Iksan juga menilai, peluang bagi AHY untuk menjadi cawapres Prabowo tidak begitu besar.

"Tidak bisa dipungkiri di tubuh KIM saat ini telah ada nama-nama kuat lain juga santer disebut akan mendampingi Prabowo, ada Erick Thohir, Khofifah, Airlangga Hartarto, dan Ridwan Kamil. Sehingga peluang AHY sebagai bakal cawapres meskipun tetap ada, namun cenderung mengecil," kata Iksan.

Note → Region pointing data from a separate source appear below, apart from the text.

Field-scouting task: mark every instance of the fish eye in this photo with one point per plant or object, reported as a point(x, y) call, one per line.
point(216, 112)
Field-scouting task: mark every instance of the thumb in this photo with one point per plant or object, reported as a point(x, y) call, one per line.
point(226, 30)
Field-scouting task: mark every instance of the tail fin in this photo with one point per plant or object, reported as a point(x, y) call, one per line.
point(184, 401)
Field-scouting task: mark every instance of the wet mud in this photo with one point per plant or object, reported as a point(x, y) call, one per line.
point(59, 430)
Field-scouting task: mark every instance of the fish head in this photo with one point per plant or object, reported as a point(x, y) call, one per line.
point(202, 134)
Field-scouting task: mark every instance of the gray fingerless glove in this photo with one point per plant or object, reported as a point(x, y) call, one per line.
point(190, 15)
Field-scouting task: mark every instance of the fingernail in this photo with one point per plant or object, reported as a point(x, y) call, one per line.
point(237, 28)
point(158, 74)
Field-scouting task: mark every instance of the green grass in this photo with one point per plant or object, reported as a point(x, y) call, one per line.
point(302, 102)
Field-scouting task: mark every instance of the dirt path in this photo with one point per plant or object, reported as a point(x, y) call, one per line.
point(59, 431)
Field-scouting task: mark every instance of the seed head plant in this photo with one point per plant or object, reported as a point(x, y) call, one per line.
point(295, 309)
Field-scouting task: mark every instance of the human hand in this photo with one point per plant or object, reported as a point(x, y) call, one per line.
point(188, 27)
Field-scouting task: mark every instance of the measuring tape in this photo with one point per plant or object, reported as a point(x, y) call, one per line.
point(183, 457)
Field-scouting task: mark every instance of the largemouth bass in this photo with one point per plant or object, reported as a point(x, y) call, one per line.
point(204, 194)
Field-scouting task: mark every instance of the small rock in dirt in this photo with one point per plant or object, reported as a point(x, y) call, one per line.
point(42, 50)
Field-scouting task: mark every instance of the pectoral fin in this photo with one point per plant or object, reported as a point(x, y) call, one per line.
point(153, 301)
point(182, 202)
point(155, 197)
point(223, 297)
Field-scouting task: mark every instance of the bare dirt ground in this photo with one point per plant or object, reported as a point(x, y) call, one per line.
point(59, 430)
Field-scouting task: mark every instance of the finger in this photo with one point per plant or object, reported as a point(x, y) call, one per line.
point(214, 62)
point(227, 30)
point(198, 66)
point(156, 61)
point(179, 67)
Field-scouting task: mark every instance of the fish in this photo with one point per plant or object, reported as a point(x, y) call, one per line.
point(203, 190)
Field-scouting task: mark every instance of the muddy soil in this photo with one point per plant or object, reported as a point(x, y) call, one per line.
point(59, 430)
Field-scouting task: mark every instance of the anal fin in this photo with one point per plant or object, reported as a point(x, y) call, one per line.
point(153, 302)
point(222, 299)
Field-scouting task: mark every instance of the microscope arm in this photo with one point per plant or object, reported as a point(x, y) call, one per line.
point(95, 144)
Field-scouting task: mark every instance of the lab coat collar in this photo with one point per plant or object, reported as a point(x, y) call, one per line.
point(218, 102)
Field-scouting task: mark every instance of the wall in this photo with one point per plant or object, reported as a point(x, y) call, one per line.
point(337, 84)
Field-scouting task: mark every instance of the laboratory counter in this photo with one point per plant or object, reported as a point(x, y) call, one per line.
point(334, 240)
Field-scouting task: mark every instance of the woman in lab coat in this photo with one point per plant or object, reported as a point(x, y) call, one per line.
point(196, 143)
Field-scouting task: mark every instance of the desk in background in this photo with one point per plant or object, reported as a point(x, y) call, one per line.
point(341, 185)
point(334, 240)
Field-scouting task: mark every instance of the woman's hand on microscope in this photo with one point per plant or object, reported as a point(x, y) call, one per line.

Bagi Prabowo, dengan koalisi yang gemuk ini, tentu akan berimbas pula pada potensi pendulangan suara yang lebih besar. Namun di sisi lain, banyaknya anggota parpol yang bergabung dengan koalisi ini justru akan mendatangkan masalah yang tidak kalah rumit yakni semakin banyak kepentingan politik yang harus diakomodasi oleh Prabowo.

"Ini akan membuat proses konsolidasi, koordinasi dan proses penyesuaian diantara parpol anggota dan di antara tokoh-tokoh yang terlibat di dalamnya juga menjadi tidak sederhana. Sehingga kalau Prabowo Subianto tidak mengelolanya dengan baik, bukan tidak mungkin potensi ini menjadi bumerang bagi upaya pemenangan Prabowo Subianto," pungkasnya.